Rosa signaleert dat we zoveel mogelijk proberen te meten, hij noemt dat ‘parametrische optimalisatie.’ We meten van alles, het zuurstofgehalte in je bloed (met je Apple Watch), het aantal stappen dat je loopt op een dag, de calorieën die je inneemt, het aantal clicks en likes, je productie, noem maar op. Maar het bevredigt ons niet. We weten diep weg dat beheersen en controle niet alleen een illusie zijn, maar ons ook het goede leven niet brengen.
Het onbehagen dat leeft in onze tijd, met frustratie, woede en angst, komt volgens Rosa niet doordat er zoveel economische verliezers zijn, maar doordat voor veel mensen het leven niet is wat men ervan had verwacht. Mensen kregen geen wereld waarin alles onder controle is met veel bestaanszekerheid, zoals het neoliberalisme beloofde.
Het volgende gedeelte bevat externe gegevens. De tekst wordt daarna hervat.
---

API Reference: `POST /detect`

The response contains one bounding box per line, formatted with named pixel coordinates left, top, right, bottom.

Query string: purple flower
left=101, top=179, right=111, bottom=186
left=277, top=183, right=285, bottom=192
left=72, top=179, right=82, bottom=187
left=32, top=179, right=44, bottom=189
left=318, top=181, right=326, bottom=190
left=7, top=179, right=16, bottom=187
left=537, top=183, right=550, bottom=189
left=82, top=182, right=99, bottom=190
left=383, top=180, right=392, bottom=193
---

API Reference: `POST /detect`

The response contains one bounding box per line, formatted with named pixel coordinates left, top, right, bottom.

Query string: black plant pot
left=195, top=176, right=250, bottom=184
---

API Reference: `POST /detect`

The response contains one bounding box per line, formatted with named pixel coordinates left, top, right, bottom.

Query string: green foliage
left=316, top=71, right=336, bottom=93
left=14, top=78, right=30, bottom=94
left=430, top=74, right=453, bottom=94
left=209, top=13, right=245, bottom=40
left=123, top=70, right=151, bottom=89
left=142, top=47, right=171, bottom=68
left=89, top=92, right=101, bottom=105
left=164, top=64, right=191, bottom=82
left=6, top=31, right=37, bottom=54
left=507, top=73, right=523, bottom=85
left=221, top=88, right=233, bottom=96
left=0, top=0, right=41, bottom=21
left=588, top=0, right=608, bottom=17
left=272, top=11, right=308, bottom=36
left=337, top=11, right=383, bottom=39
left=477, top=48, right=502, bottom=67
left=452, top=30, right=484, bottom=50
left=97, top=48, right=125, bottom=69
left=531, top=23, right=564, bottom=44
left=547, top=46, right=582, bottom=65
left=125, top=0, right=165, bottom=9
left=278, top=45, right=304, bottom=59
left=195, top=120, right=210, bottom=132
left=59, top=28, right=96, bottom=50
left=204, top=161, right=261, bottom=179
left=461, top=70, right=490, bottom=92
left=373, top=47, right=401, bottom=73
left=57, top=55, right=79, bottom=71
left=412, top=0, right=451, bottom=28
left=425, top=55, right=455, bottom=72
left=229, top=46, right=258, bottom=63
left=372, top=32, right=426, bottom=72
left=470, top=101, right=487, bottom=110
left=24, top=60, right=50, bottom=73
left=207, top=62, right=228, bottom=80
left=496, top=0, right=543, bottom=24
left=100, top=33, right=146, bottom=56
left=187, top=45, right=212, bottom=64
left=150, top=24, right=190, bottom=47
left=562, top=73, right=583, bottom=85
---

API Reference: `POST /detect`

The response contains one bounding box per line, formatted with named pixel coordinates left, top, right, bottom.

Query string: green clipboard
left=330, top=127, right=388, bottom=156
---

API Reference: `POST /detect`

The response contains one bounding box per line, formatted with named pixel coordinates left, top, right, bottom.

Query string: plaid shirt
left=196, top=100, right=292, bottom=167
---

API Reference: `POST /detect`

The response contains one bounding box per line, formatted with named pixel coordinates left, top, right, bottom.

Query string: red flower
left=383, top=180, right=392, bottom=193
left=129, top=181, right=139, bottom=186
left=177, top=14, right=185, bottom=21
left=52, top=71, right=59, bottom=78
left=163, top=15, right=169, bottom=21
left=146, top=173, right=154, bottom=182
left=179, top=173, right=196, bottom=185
Ze kregen geen wereld die ze zelf konden vormgeven, maar een wereld met onzekerheid, waarin je het gevoel krijgt dat je niet goed genoeg bent en het niet goed genoeg doet, waar je de ontwikkelingen niet kunt bijbenen.
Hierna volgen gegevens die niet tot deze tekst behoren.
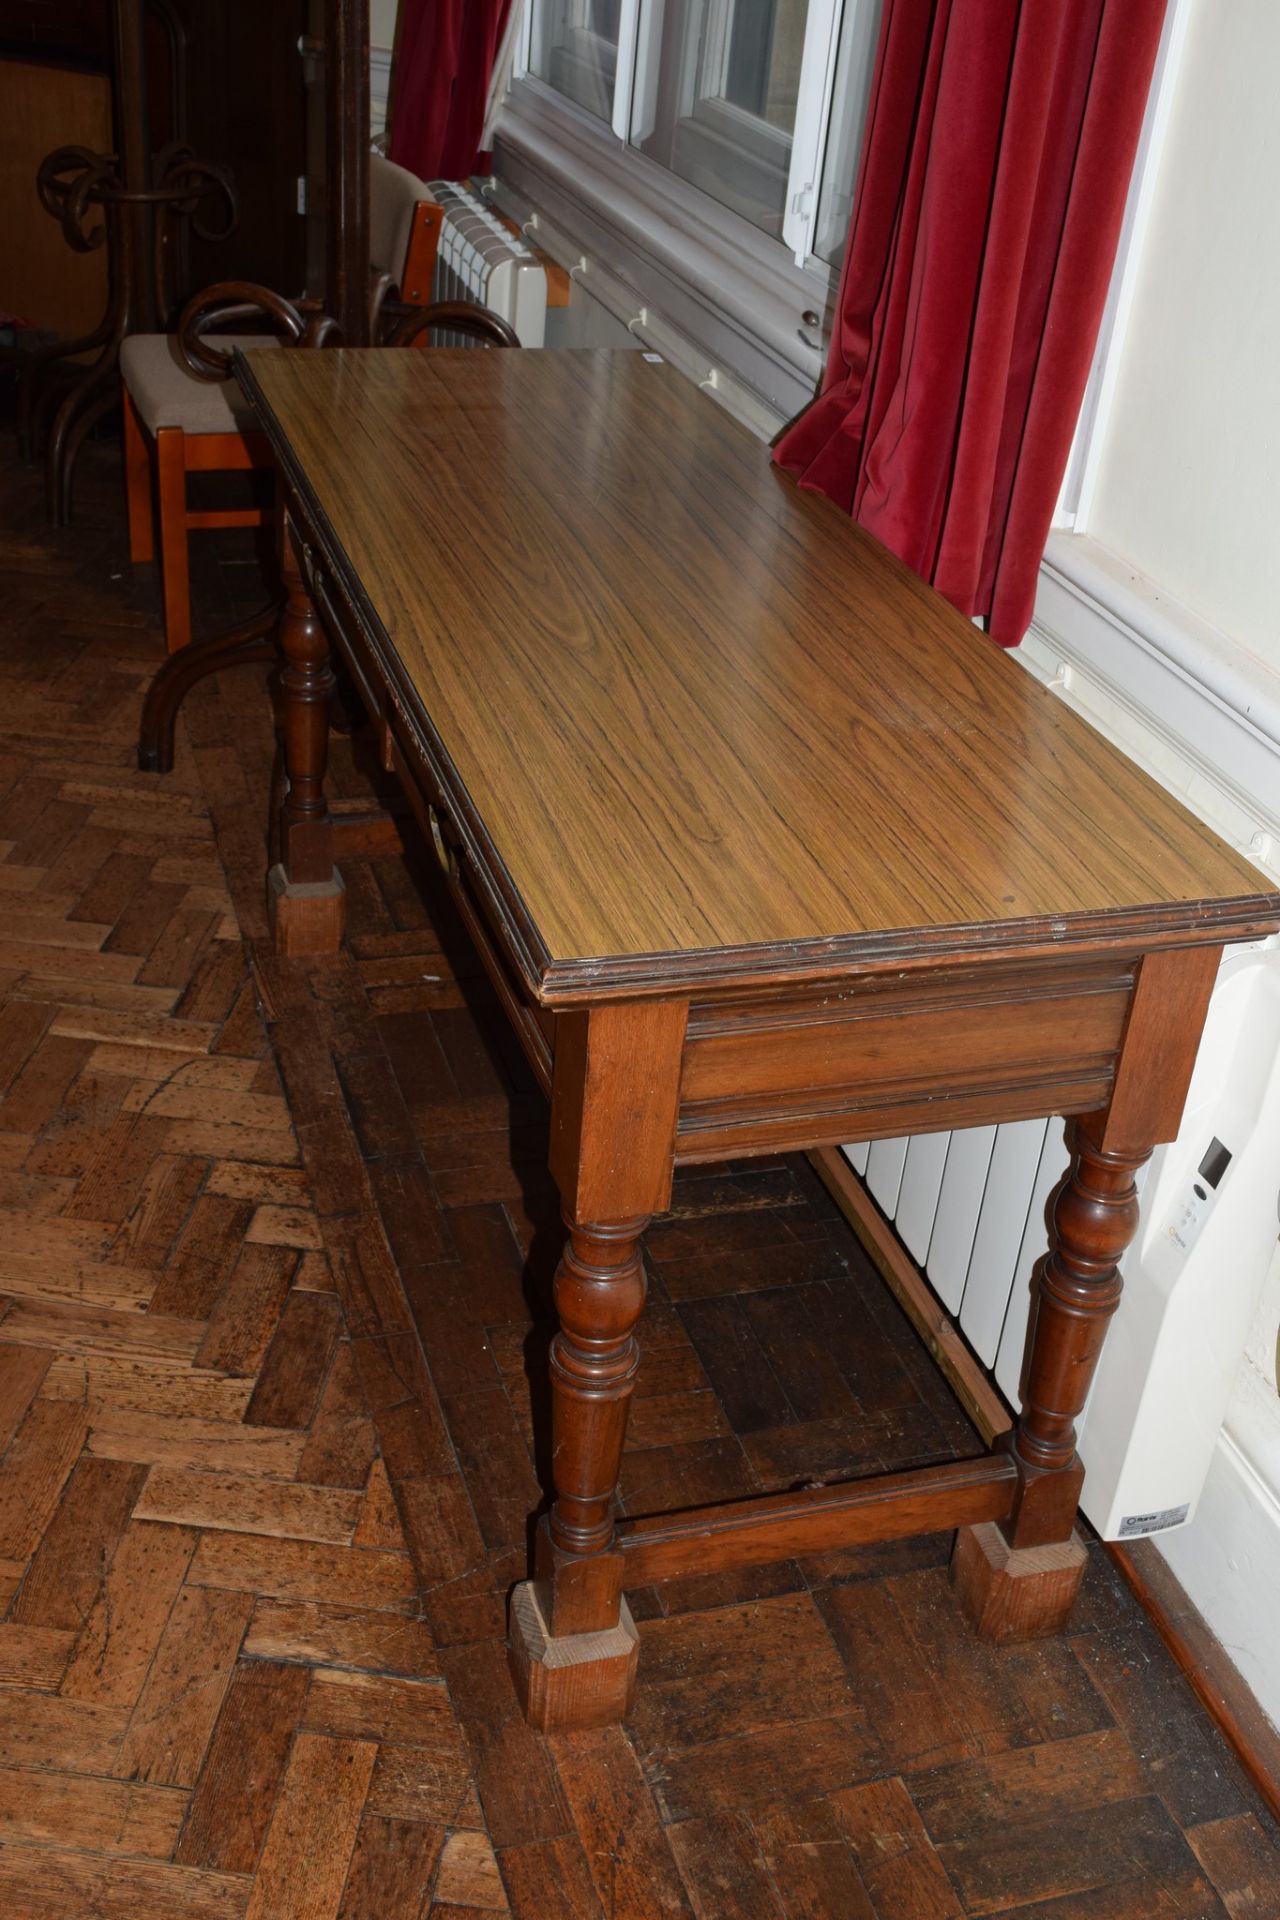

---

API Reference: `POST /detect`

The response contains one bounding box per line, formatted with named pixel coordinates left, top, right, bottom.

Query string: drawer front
left=676, top=959, right=1134, bottom=1160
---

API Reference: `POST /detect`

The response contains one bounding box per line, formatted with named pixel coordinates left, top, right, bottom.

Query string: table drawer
left=676, top=959, right=1134, bottom=1159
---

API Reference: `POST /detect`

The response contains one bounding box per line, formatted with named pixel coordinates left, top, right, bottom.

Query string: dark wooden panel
left=178, top=0, right=310, bottom=301
left=0, top=3, right=110, bottom=65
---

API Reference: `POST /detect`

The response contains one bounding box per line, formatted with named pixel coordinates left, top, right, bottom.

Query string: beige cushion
left=120, top=333, right=282, bottom=435
left=369, top=151, right=429, bottom=281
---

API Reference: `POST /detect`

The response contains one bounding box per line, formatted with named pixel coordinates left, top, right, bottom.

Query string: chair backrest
left=177, top=283, right=341, bottom=381
left=389, top=301, right=520, bottom=350
left=176, top=282, right=519, bottom=383
left=369, top=152, right=443, bottom=304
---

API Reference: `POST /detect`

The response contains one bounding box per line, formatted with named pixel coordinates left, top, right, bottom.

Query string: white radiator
left=845, top=933, right=1280, bottom=1542
left=425, top=180, right=548, bottom=348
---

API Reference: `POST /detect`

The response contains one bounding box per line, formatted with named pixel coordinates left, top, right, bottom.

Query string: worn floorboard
left=0, top=421, right=1275, bottom=1917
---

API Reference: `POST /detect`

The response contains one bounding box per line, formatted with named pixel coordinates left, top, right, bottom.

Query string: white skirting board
left=1156, top=1429, right=1280, bottom=1733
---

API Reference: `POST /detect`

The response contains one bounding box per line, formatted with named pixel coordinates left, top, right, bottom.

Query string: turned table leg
left=268, top=512, right=345, bottom=955
left=952, top=1118, right=1148, bottom=1639
left=953, top=945, right=1220, bottom=1641
left=509, top=999, right=687, bottom=1730
left=509, top=1215, right=649, bottom=1730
Rosa bepleit om anders in het leven te staan en op een andere manier het goede leven te zoeken dan door ‘controle en beheersing’. We moeten gaan voor ‘resonantie’ in onze relatie met de wereld om ons heen. Met resonantie bedoelt Rosa: levendig contact zoeken met iets buiten jezelf, je kwetsbaar openstellen voor iets wat je niet kunt beheersen. ‘Allereerst moet je voelen dat iets je aanspreekt, je aandacht trekt, fascinatie oproept. Je kunt het niet even afvinken. Je wordt door iets gegrepen, een persoon, een film, een beeld, een onderwerp waar je je in verdiept. Iets breekt door het harnas van de parametrische optimalisatie heen. Vervolgens is er jouw respons, je doet een poging contact te maken. Dat is een emotionele, affectieve reactie. En dat contact verandert je.’ (167,168). Het gaat er dus om, dat je een andere houding ontwikkelt, niet altijd beheersen, afdwingen, exploiteren, maar je kwetsbaar opstellen door te luisteren en te reageren.

Het goede overkomt je
Wat Rosa zegt over resonantie klinkt misschien wat abstract, maar ik denk wel dat ik begrijp wat hij bedoelt. In ons haastige bezig zijn om het leven te organiseren, ook het goede leven, lopen we het goede leven zomaar mis. Een echte ervaring van iets goeds, iets waardevols, dat je raakt vanbinnen, kun je ook niet organiseren. Je kunt er wel naar zoeken, maar uiteindelijk overkomt het je.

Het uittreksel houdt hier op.